The other evening I addressed this topic to the Confirmation class, and I summed it up with the simple fact that a priest is a father, and just as it takes a man to be a father in a household, so also in the household of the Church. A mother, because of widowhood or the misfortune of a divorce, may have to fulfill as best she can some of the functions of a father to her children, but she cannot be a father for them. Same is true of a man and motherhood.

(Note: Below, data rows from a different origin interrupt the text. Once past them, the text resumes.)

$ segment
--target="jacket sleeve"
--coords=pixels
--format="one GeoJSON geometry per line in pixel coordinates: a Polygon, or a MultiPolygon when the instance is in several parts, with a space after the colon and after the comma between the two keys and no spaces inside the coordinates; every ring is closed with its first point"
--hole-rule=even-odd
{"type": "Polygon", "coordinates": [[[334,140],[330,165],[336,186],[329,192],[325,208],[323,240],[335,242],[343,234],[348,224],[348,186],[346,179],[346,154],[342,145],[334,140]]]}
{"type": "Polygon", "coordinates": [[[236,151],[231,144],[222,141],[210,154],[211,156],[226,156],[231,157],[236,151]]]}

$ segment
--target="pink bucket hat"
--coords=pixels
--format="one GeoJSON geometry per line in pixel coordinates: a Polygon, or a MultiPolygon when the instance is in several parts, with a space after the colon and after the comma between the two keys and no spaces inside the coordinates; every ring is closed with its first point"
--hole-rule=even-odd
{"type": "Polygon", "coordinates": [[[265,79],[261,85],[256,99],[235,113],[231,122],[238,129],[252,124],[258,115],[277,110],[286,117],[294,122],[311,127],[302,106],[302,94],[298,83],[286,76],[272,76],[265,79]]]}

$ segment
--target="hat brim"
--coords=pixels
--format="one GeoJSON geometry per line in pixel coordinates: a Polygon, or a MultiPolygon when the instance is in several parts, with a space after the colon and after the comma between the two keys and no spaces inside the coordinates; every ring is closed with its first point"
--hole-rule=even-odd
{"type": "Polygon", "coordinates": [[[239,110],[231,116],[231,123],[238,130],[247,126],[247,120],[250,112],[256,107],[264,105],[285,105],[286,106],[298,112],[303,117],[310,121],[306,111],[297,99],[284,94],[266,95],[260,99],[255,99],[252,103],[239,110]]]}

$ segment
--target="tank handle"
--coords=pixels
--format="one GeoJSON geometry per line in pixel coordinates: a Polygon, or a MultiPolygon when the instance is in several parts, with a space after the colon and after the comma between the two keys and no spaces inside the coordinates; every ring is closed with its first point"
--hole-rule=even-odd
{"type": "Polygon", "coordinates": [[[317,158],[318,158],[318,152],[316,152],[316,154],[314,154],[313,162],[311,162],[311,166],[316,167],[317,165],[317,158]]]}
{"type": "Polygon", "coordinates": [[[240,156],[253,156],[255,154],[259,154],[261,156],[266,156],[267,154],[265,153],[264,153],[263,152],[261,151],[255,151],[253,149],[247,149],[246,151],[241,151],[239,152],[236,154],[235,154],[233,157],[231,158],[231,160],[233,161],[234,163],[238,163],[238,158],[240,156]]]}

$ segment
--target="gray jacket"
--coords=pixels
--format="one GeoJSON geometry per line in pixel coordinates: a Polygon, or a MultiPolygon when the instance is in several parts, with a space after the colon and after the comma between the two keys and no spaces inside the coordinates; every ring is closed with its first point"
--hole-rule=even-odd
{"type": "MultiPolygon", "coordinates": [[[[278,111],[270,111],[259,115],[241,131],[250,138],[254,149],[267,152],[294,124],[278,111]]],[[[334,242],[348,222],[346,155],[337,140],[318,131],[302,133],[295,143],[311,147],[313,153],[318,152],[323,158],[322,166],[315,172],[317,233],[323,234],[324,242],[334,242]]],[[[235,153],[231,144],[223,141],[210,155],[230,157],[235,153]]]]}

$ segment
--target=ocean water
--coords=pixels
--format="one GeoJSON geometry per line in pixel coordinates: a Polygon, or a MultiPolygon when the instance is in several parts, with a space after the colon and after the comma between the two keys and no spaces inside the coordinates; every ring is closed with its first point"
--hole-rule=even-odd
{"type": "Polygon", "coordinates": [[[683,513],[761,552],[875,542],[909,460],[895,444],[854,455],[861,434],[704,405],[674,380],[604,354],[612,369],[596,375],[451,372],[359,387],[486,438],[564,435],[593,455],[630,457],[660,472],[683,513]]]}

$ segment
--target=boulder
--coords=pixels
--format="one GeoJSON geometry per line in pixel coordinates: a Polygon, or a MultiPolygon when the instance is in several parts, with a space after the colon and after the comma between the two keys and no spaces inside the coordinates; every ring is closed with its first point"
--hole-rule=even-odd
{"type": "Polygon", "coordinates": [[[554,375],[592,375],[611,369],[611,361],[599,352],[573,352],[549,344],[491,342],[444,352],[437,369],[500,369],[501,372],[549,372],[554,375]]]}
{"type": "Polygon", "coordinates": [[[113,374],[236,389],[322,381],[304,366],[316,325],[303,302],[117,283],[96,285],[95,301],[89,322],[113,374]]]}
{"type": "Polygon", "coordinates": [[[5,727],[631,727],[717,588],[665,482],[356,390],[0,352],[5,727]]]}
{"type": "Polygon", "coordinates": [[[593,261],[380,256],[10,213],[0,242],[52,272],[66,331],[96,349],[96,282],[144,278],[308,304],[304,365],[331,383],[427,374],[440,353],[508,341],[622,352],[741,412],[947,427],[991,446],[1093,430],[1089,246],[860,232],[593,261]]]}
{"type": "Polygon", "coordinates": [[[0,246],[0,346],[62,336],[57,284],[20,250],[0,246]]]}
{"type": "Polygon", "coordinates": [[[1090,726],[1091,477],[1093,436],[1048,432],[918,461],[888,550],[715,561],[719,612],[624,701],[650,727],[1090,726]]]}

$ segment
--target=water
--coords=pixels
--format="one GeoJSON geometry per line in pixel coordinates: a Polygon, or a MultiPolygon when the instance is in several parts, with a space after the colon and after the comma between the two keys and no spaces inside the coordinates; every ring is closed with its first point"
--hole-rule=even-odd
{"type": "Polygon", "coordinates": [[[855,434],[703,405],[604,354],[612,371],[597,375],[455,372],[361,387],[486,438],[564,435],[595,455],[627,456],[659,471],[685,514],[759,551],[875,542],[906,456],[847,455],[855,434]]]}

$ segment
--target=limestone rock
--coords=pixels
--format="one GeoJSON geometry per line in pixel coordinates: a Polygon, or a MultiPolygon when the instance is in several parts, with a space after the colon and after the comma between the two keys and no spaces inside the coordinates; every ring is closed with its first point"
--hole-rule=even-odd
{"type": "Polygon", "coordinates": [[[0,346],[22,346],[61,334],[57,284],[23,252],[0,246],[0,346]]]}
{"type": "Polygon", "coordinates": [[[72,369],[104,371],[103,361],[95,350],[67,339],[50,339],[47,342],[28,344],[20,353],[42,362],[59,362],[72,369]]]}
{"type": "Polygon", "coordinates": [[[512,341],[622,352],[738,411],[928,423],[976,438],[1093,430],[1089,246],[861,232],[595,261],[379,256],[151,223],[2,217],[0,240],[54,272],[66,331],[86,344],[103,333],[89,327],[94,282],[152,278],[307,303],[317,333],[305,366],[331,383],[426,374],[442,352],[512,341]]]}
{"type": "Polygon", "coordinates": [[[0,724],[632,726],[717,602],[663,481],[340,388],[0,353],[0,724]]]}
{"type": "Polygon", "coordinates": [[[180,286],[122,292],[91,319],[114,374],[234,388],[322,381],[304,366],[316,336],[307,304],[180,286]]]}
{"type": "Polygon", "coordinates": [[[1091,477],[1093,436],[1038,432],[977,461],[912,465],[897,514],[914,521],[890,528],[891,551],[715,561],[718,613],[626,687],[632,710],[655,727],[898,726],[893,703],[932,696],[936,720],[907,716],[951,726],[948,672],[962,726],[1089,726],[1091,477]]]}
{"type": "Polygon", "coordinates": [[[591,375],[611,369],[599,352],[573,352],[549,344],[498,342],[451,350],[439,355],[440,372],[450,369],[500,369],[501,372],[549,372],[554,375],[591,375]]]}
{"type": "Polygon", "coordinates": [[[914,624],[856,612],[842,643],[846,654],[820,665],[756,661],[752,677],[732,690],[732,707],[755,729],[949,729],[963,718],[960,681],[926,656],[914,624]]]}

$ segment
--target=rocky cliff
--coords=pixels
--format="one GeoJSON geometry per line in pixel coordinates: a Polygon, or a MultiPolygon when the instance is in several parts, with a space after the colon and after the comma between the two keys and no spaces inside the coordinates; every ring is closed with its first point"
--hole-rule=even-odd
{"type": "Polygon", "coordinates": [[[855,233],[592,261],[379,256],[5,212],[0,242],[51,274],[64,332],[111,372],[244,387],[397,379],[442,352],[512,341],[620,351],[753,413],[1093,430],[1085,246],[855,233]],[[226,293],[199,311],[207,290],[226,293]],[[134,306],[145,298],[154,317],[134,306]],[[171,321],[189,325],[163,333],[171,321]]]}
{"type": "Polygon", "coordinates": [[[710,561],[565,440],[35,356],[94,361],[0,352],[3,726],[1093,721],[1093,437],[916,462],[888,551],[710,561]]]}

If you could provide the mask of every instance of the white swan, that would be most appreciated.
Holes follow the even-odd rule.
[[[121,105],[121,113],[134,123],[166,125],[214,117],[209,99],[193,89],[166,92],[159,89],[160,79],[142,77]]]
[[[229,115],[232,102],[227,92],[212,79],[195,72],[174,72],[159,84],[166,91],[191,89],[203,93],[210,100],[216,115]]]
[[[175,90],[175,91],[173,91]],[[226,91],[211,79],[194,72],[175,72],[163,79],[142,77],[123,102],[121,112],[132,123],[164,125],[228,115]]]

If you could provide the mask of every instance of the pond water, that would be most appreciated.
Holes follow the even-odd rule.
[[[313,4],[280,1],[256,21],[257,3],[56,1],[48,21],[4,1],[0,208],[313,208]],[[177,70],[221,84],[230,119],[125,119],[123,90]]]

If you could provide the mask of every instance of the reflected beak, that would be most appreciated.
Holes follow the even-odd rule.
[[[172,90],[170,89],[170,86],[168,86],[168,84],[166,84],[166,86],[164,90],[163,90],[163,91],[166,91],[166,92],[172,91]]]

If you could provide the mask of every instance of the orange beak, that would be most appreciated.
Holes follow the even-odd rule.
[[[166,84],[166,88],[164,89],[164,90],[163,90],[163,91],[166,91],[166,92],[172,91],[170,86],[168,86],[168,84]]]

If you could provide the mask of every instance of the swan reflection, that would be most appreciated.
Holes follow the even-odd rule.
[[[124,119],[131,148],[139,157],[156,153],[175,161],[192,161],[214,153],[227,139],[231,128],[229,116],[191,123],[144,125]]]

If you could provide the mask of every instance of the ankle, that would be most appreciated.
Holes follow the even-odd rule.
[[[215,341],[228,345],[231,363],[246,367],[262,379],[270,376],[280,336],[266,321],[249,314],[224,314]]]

We tend these days to reduce everything to function, when in reality, when it comes to the most important things about human life, we should rather emphasize being instead of doing. “Doing follows being” wrote St. Thomas Aquinas. This is true especially in the domestic life and in ecclesial life. The Catholic Church, I know, is accused of discrimination against women in this matter, and if it were merely a matter of function, there would be some truth to the charge. But this is not the case. It’s a matter of the distinction between man and woman and the different functions that flow from their being one or the other. Again, a priest is a father, and fatherhood cannot flow from a being who is female, maternal.
Besides holding their “ordination” in a Jewish synagogue and subsequently pretending to offer “Mass” in a “church” that is not even Christian (Unitarians deny the Trinity, thus their name), another anomaly entertained by these two women is their insistence on the validity of their orders, since the “bishop” who “ordained” them was ordained in the apostolic succession. But that is the very same apostolic succession that has always taught and held that only a baptized male of right age can be ordained to the priesthood. The very institution that the two women need to be validly “ordained” is the very institution that tells them they cannot be validly ordained. Hmmm. Sounds like they too are a bit confused.